A tensão está aumentando no paddock da MotoGP. Enquanto a Dorna se mostrou intransigente ao bloquear a saída de Jorge Martin da Aprilia neste verão, a organizadora do campeonato agora se destaca pelo silêncio diante de uma injustiça flagrante: Marcos Ramirez acaba de ser demitido pela equipe americana Racing, apesar de ter contrato até 2026.
O piloto andaluz de anos A equipe não participará mais do campeonato de Moto2 na próxima temporada. A equipe americana anunciou a rescisão unilateral do contrato para abrir espaço para a nova equipe. Filip SalacPiloto checo sem vaga garantida para 2026.
RamirezApesar de ter contrato até 2026, ele foi obrigado a aceitar uma compensação financeira para resolver a questão. Seu futuro agora provavelmente está no Campeonato Mundial. Supersport, provavelmente em uma estrutura fabril.
À primeira vista, o assunto pode parecer trivial. Mas nos bastidores do paddock, essa decisão está causando ressentimento — e não apenas por causa da saída forçada do piloto espanhol.
Apenas alguns meses atrás, dorna havia se oposto à transferência de Jorge Martine então ansioso para partir Aprilia para juntar HondaA organização havia imposto uma regra rígida: enquanto seu contrato com a marca Noale estivesse em vigor, ele não poderia ser contratado por outro fabricante.
« Ou Martin ficaria na Aprilia por mais um ano, ou simplesmente não seria inscrito no campeonato mundial de 2026. "Ele então decidiu" dornaUma posição firme — mas agora percebida como profundamente inconsistente.
A indignação dos pilotos com o caso Ramirez:Os fabricantes estão protegidos, nós não."
Porque no caso de Marcos RamírezA Dorna não tomou nenhuma providência para defender os direitos do piloto, apesar de ele estar em situação contratual semelhante. Pior ainda, diversas fontes do paddock afirmam que a organização sequer se opõe à saída do piloto espanhol e que esta seria recebida "com certo alívio" nos bastidores.
Esse tratamento desigual causou um verdadeiro choque entre os pilotos da Moto2 e da MotoGP. Muitos estão denunciando um sistema de duas classes, onde fabricantes e equipes são sistematicamente protegidos em detrimento dos pilotos.

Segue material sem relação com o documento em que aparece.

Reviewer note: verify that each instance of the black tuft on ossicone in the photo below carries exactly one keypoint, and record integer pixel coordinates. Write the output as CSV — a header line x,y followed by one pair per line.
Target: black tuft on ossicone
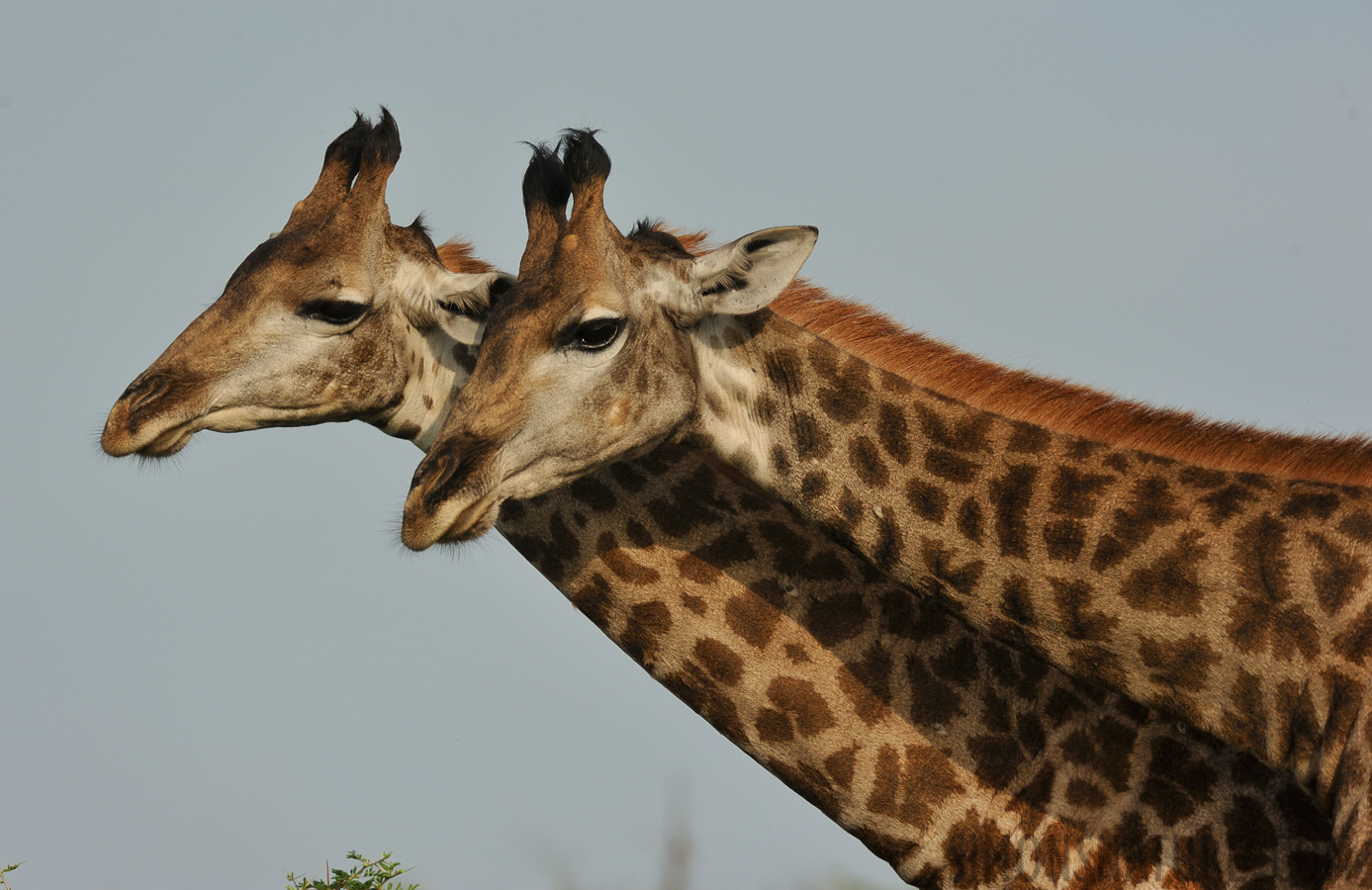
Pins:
x,y
385,147
347,148
584,158
545,181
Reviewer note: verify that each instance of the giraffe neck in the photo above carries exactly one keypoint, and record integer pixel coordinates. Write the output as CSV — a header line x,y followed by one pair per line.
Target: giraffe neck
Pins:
x,y
1231,599
435,369
960,759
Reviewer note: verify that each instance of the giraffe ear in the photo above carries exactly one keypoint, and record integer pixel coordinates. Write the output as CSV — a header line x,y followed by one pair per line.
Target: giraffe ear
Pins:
x,y
749,273
465,301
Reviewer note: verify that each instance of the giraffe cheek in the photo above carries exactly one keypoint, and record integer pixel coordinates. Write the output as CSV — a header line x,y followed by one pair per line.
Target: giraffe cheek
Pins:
x,y
619,413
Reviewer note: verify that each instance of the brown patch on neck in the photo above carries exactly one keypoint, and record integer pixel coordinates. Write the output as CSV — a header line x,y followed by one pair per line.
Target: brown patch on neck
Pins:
x,y
1070,407
456,255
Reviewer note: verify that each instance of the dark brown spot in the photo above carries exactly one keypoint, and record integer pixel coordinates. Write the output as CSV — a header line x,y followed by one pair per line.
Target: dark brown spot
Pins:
x,y
1148,506
1010,496
868,463
893,432
1076,492
928,500
1028,439
807,708
968,520
722,663
1063,539
1172,583
950,465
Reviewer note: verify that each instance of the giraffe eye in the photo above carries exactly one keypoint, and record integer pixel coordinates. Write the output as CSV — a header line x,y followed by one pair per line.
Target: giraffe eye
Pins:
x,y
597,333
332,312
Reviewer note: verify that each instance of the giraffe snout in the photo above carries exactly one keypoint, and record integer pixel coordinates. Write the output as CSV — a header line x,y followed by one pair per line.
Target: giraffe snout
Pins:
x,y
144,390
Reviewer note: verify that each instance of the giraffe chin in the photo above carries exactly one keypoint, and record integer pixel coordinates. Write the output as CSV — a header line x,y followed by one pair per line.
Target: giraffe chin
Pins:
x,y
421,528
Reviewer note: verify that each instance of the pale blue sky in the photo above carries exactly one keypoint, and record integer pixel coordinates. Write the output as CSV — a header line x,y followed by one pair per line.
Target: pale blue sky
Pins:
x,y
226,668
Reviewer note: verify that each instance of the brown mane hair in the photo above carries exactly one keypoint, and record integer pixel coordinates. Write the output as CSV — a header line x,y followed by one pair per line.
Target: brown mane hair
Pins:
x,y
457,255
1062,404
1045,400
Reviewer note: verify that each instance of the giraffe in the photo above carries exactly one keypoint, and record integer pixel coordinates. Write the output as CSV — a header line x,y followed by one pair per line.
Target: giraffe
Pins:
x,y
1234,599
958,759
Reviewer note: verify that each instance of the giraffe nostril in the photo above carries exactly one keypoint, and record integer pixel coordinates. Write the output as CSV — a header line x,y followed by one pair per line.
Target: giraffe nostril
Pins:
x,y
431,476
144,390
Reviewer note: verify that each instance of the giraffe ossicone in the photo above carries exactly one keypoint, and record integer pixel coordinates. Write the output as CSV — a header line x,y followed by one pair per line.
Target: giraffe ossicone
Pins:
x,y
958,759
1235,599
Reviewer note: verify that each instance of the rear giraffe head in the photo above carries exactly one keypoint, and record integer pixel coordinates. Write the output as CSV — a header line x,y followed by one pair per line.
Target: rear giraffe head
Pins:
x,y
592,353
339,315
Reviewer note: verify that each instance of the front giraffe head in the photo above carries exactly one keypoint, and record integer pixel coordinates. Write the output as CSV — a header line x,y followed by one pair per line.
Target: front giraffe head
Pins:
x,y
595,354
339,315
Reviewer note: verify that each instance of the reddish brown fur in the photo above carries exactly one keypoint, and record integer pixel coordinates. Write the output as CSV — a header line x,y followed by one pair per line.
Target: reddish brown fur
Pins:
x,y
457,255
1062,404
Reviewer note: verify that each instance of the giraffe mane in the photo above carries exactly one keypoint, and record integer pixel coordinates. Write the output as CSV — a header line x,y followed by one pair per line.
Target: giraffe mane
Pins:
x,y
1023,396
457,254
1071,407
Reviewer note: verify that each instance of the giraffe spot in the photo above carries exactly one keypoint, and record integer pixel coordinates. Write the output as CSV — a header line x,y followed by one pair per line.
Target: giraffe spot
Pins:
x,y
812,443
1246,719
1227,502
837,619
1202,478
1338,575
1148,507
1319,505
722,663
1010,496
968,520
637,534
1309,869
904,616
893,432
868,463
866,705
996,758
939,561
1027,438
1356,642
627,476
843,404
1085,794
779,461
913,787
773,726
951,467
798,699
931,698
1080,621
1198,858
978,853
1357,525
648,621
928,500
840,765
1170,584
1181,664
1176,780
814,485
1017,605
691,568
960,663
964,432
783,369
1076,492
752,619
765,408
1063,539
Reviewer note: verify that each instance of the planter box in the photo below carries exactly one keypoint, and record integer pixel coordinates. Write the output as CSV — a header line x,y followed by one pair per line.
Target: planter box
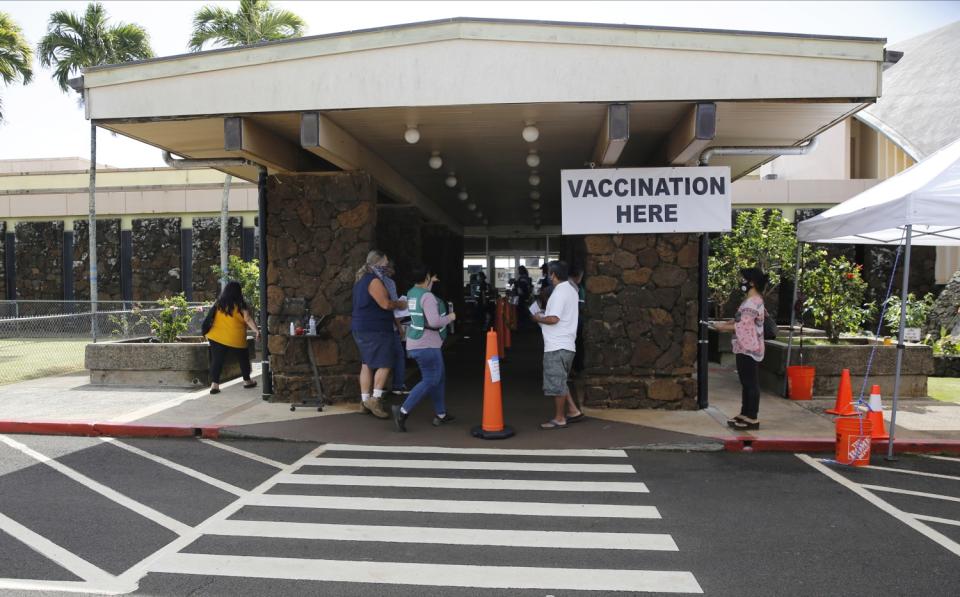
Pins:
x,y
142,363
946,366
853,354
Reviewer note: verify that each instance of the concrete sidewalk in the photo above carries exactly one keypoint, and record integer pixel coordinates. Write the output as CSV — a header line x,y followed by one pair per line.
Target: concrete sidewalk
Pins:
x,y
69,404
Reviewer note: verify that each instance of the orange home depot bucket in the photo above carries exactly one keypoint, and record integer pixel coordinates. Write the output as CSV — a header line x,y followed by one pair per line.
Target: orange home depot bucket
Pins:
x,y
853,440
800,382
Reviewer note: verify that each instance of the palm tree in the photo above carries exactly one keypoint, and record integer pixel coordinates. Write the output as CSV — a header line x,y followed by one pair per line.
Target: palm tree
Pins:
x,y
16,57
255,21
74,42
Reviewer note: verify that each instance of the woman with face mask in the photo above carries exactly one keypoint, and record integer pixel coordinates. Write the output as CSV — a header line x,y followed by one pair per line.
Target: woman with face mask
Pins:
x,y
372,326
748,346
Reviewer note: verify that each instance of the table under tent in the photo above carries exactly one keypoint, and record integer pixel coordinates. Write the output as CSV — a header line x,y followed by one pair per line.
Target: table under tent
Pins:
x,y
919,206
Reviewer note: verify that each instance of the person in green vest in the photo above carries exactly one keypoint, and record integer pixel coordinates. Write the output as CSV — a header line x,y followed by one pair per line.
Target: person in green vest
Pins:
x,y
425,335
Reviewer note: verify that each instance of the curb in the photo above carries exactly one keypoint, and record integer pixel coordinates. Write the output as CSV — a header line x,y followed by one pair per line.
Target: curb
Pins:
x,y
107,429
748,443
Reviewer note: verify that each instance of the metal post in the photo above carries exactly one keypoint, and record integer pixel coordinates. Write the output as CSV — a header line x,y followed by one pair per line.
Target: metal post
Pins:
x,y
703,400
900,346
264,351
93,230
224,237
793,314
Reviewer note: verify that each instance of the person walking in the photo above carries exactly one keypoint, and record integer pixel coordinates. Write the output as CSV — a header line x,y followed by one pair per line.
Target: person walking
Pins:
x,y
558,322
228,334
748,346
373,330
428,321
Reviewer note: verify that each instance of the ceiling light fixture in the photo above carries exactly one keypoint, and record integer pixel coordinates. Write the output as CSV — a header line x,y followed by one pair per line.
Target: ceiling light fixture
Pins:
x,y
530,133
533,158
412,134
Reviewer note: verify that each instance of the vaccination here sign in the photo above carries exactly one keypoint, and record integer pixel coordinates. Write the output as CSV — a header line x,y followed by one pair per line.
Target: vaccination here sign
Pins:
x,y
645,200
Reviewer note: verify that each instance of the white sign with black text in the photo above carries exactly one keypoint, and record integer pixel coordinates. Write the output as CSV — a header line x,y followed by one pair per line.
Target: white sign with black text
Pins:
x,y
645,200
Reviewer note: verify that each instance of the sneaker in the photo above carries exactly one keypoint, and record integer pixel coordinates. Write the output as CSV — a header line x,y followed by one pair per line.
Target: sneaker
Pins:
x,y
437,421
375,406
399,418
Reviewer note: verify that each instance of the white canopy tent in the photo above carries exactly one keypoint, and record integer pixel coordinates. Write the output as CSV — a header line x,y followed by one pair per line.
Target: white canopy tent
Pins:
x,y
919,206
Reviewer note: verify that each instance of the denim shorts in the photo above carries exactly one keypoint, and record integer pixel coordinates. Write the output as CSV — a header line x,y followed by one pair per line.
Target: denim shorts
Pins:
x,y
377,349
556,368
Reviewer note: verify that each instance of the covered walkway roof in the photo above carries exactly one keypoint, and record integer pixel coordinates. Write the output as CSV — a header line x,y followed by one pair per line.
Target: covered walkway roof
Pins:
x,y
344,100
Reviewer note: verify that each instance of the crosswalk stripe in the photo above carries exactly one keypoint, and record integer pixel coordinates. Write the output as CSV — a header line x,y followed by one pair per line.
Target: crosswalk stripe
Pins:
x,y
547,467
444,536
445,483
476,451
488,577
455,507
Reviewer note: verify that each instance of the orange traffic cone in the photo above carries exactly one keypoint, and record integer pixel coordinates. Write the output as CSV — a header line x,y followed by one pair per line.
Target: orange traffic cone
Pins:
x,y
844,404
492,426
877,429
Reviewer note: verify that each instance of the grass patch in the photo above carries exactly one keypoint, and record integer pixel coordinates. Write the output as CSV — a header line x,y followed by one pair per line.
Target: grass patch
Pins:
x,y
944,388
31,358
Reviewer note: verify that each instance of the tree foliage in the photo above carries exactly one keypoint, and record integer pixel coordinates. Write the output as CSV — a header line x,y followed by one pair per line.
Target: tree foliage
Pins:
x,y
835,294
758,239
16,57
255,21
74,42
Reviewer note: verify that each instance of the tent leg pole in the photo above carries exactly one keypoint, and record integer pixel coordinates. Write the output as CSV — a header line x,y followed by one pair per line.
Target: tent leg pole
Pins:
x,y
900,346
793,315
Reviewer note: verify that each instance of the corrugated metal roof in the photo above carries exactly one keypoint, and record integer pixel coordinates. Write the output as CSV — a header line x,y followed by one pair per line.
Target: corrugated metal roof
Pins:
x,y
919,108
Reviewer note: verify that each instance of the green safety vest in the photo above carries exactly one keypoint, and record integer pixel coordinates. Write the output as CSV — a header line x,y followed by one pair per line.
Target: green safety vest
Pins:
x,y
418,321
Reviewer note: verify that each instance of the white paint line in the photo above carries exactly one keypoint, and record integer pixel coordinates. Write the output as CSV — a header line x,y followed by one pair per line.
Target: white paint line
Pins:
x,y
63,586
926,518
909,472
244,453
476,451
946,458
153,409
140,569
147,512
546,467
935,496
904,517
436,575
444,536
53,552
177,467
455,507
444,483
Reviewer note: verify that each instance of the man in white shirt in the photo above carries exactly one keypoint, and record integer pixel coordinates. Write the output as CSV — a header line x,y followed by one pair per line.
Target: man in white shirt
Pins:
x,y
559,326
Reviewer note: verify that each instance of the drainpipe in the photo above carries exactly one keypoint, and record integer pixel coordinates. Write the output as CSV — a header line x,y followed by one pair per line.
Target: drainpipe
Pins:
x,y
266,378
774,150
705,156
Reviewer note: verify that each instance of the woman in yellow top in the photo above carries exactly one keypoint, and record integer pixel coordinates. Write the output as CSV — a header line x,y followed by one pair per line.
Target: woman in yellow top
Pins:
x,y
228,335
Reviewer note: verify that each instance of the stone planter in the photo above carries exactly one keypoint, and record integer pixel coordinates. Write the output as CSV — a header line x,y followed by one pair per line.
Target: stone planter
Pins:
x,y
946,366
852,354
142,363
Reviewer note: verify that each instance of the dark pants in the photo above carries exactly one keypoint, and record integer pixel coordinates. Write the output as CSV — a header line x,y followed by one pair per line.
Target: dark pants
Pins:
x,y
218,352
749,372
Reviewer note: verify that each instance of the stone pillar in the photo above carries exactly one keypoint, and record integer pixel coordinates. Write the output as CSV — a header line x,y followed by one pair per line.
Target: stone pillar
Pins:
x,y
39,273
320,228
640,333
398,235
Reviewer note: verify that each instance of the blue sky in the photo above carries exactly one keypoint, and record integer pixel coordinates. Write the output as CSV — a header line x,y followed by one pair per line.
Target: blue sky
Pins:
x,y
43,122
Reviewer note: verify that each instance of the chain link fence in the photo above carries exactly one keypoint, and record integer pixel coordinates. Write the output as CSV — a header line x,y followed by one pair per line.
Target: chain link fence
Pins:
x,y
42,338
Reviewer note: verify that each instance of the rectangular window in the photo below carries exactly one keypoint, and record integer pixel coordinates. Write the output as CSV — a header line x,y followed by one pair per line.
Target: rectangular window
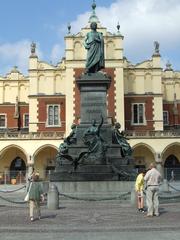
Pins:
x,y
26,120
53,115
2,121
138,113
166,117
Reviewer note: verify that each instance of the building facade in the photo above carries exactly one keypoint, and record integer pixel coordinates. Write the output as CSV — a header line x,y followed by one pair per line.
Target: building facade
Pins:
x,y
37,111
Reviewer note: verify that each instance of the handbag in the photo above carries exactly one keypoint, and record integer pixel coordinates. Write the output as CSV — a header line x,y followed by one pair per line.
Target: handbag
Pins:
x,y
26,198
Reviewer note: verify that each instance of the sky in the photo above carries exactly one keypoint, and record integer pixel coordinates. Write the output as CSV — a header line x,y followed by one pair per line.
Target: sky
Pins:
x,y
45,22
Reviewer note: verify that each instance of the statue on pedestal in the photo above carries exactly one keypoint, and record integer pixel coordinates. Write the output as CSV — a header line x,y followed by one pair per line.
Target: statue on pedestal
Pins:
x,y
94,43
119,138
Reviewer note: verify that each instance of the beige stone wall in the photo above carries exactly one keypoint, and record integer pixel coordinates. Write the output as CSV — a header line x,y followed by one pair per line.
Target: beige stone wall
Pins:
x,y
12,86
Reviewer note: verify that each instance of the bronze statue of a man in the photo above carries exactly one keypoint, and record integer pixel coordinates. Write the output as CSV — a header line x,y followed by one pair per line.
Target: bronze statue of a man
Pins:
x,y
94,43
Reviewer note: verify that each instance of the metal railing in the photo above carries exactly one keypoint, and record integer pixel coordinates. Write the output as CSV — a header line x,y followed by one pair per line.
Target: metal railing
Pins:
x,y
31,135
154,134
20,177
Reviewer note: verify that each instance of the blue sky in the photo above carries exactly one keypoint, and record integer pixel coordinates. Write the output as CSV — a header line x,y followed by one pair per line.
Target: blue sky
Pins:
x,y
45,21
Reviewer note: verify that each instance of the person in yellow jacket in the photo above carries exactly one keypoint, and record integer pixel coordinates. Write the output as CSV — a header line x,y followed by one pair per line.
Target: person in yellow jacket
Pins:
x,y
139,186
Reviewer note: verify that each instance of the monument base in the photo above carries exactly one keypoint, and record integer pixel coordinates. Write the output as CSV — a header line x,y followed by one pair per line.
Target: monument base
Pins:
x,y
95,189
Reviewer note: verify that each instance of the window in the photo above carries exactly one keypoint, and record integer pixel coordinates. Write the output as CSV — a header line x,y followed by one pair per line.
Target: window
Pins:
x,y
53,115
138,115
2,121
26,120
166,117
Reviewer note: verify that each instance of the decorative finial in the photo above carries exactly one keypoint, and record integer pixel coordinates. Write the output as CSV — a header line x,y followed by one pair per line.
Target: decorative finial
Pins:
x,y
15,69
33,48
168,66
69,28
93,17
118,27
156,47
94,6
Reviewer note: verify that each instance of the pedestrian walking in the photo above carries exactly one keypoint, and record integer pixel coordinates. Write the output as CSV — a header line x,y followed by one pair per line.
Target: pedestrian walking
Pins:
x,y
152,180
139,187
35,196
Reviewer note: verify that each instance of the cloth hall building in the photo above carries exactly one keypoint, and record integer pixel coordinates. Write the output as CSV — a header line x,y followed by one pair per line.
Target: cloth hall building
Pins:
x,y
37,111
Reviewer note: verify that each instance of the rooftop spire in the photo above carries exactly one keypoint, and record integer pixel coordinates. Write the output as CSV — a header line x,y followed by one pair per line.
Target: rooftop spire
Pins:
x,y
93,17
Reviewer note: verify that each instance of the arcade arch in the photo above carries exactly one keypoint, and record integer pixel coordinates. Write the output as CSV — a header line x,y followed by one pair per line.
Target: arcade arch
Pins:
x,y
13,164
171,161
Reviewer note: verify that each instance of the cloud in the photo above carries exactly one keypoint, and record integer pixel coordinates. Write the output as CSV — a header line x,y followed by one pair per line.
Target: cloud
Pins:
x,y
142,22
15,54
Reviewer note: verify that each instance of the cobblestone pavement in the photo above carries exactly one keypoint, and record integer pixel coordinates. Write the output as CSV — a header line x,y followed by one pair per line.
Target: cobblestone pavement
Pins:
x,y
80,220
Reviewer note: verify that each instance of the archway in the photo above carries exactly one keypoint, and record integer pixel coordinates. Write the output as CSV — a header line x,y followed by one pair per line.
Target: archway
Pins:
x,y
17,170
172,168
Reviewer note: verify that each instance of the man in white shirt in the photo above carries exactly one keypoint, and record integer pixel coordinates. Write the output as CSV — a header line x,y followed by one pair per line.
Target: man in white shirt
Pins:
x,y
152,180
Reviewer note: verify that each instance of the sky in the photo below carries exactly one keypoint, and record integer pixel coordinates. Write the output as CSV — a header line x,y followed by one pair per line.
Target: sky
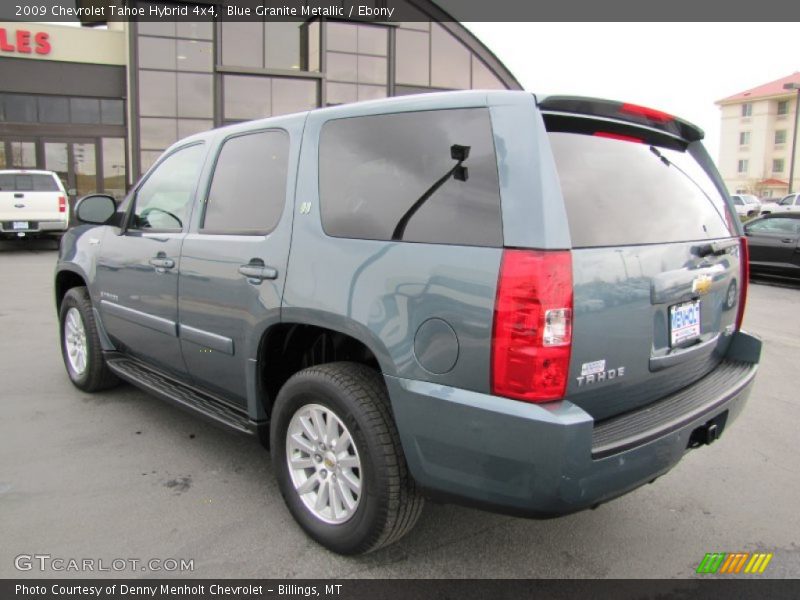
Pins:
x,y
680,68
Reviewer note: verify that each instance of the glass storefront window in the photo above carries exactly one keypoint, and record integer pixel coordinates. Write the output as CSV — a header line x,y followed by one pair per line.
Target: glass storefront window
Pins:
x,y
194,56
341,93
157,94
371,69
450,60
22,155
20,108
156,53
412,60
247,97
195,96
242,44
147,158
114,167
85,110
196,30
55,159
342,37
112,112
157,134
187,127
372,40
483,78
85,165
293,95
342,67
282,45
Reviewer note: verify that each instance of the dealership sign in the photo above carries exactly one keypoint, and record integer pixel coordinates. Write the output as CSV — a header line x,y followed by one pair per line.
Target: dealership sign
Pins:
x,y
22,41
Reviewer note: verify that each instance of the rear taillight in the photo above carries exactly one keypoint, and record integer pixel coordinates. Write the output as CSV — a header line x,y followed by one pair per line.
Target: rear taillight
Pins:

« Quando um piloto quer sair, ele exibe os contratos. Quando uma equipe demite um piloto, todos ficam em silêncio. "", deixou escapar um piloto da Moto2, falando sob condição de anonimato.
Existem precedentes semelhantes: Bo Bendsneyder, Karel Abraão ou Miguel Oliveira todas vivenciaram interrupções unilaterais sem qualquer intervenção real de dorna.
Este caso evidencia o desequilíbrio estrutural entre pilotos e equipes no mundo do MotoGP. Em teoria, os contratos protegem ambas as partes; na prática, os pilotos continuam sendo os mais vulneráveis, principalmente na Moto2 e na Moto3, onde a pressão econômica muitas vezes se sobrepõe à estabilidade esportiva.
Pingente que dorna proclama-se a garante da "consistência contratual" no que diz respeito a Jorge Martin, Marcos Ramírez Paga o preço por uma política com geometria variável.
E desta vez, o paddock não pretende ficar em silêncio: vários pilotos já planejam levantar a questão junto à Associação Internacional de Equipes de Corrida (IRTA) durante a final em Valência.
O contraste é impressionante: Jorge Martin foi impedido de fugir de um contrato para se juntar HondaEnquanto Marcos RamírezEle, por outro lado, é simplesmente expulso.
A lição, para muitos, é amarga: no MotoGP Nos tempos modernos, as marcas têm direitos e os motoristas têm opções. dornaA entidade, que deveria defender a justiça, parece agora estar jogando um jogo perigoso — o da política, e não o do esporte.